If you put blue sunglasses on for a second, it actually starts looking like this is a second chance for the Elis.
Yale was seconds away from its first Tournament trip in over 50 years. The Bulldogs were getting buzz going into the weekend in national media outlets. With a Rhodes Scholar on the roster and a respected coach who has never gone Dancing with a capital D, they were sure to become a fan favorite against whoever they might have faced in the first round.
To get there, Yale just had to hold a five-point lead for 30 seconds. It didn’t.
But that’s ok. Because these Bulldogs have two lives. And now they get a chance to beat Harvard again, to do it on a bigger stage, to write an even less likely Cinderella story.
So who is it that has had life breathed back into it? Which team is getting a rare second chance? There are two answers to those questions:
Answer 1: Both teams
Answer 2: It doesn’t matter
What matters is which team takes advantage of the chance, obviously. And that will come down to the coaches: Amaker on one side and Yale’s James Jones, the Coach of the Year, on the other.

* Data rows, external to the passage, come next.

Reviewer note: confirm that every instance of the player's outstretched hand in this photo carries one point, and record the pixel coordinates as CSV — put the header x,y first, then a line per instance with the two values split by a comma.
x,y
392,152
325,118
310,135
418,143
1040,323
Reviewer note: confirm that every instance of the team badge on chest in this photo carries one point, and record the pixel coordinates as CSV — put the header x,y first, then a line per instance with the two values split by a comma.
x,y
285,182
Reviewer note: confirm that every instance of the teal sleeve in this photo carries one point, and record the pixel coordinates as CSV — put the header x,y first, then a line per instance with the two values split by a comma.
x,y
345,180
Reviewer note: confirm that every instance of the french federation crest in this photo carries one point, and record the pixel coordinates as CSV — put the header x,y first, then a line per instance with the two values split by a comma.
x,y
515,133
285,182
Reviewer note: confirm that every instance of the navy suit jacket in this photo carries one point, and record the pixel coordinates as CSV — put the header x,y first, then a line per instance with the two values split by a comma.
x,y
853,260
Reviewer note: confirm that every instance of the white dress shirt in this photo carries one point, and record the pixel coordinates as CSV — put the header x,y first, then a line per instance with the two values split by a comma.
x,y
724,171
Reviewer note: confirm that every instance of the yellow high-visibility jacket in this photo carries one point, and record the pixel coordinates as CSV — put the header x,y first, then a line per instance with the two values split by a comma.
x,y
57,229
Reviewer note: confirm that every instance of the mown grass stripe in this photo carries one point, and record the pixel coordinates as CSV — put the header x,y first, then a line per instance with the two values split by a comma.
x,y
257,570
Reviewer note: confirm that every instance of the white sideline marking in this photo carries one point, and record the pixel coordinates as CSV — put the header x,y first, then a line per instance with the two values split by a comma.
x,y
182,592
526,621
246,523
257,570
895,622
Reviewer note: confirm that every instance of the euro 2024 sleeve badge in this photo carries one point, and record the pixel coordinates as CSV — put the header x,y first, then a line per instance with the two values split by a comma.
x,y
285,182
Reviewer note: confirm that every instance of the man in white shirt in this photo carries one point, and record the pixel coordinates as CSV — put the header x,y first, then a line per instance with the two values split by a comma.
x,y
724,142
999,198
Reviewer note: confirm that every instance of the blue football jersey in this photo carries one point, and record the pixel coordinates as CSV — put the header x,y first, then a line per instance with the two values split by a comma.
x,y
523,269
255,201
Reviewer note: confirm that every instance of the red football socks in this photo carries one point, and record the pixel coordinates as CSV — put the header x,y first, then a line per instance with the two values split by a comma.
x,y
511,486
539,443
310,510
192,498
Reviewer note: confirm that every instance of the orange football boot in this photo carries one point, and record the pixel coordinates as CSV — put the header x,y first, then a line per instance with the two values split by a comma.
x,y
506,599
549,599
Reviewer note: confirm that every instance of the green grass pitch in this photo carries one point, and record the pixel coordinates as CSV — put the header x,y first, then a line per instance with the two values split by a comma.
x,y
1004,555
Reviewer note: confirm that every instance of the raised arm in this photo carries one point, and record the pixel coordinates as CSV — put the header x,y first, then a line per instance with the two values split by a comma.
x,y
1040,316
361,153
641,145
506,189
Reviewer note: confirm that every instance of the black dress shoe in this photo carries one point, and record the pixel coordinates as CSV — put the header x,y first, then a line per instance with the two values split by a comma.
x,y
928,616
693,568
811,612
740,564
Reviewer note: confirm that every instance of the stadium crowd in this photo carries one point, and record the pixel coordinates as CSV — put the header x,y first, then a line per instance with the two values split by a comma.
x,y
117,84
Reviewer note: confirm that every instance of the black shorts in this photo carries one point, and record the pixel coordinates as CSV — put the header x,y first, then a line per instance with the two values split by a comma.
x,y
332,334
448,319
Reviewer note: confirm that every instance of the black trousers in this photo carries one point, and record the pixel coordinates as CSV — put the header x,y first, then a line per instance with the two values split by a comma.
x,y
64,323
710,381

Both guys have been in Ivy playoff games, Amaker four years ago against Princeton and Jones over a decade ago in 2002. Both lost. Amaker won outright the next year, Jones did not return.
Amaker, as he explained to the media Wednesday, has told his team to celebrate being Ivy champions. The accomplishment is not a fluke, even if that final play of the Big Green win feels like one.
When he watches film, Amaker is looking for quality rather than results, and the same is true when asked to analyze the regular season. Fortune played a role, he said, but listening to him talk, it does not sound like he thinks Harvard was lucky, per se.
I don’t know how Jones will spin the situation to his players, or how either coach’s choice will go over with their team. We’ll have to wait until Saturday to find out. And when we do find out, it will be unforgettable.